Jack Newfield (search), a muckraking reporter and newspaper columnist who wrote books on Robert F. Kennedy and boxing impresario Don King, has died. He was 66.

Newfield died Monday after being hospitalized for kidney cancer that had spread to his lungs, said Howard Rubenstein, spokesman for the family.

Newfield's career included stints at the Village Voice, the Daily News and the New York Post. He won numerous awards, including the George Polk Award and an Emmy. Most recently, he was a columnist at the New York Sun.

"I think he invented a whole new form of journalism, a new form of personal investigative journalism that was rooted in a consuming ethic and a brilliant search for truth," said Wayne Barrett, Newfield's co-author on the book "City for Sale: Ed Koch and the Betrayal of New York." (search)

A native of Brooklyn, Newfield was drawn to the civil rights movement after college, and his first book, "A Prophetic Minority," was about his experiences in the South. He was arrested at a sit-in in 1963 and spent two days in jail with Michael Schwerner, one of three civil rights workers who were slain in Mississippi the following year.
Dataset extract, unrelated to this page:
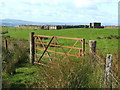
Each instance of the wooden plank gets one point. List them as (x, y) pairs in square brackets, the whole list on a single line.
[(57, 45), (46, 49), (57, 52), (58, 37)]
After joining the Voice, Newfield traveled with Kennedy during his presidential campaign in 1968 and was present when he was assassinated in Los Angeles. His book "Robert Kennedy: A Memoir" came out the following year.

"Though it's really unknowable, I think that if Bobby had lived to be president, we would have ended the Vietnam War much sooner (and) renewed the war on poverty," Newfield said in a recent interview.

Newfield won a Polk award (search) for investigative reporting in 1980 for a series of Voice articles on state and city politics.

He left the Voice in 1988 to become a columnist at the Daily News. He later worked as a Post columnist for 10 years, and then more recently at the Sun.

Newfield's later books included "Only in America: The Life and Crimes of Don King," "Somebody's Gotta Tell It: The Upbeat Memoir of a Working Class Journalist" and "The Full Rudy: The Man, the Myth and the Mania," about former Mayor Rudolph Giuliani.

Newfield also worked on several television documentaries as a writer and producer. He won an Emmy in 1991 for "Don King: Unauthorized," which aired on PBS.

"The Greeks say the greatest gift the gods can give a person is a great passion," former Gov. Mario Cuomo said. "He was copiously blessed by the gods."

Newfield is survived by his wife, Janie, and children Rebecca and Joseph.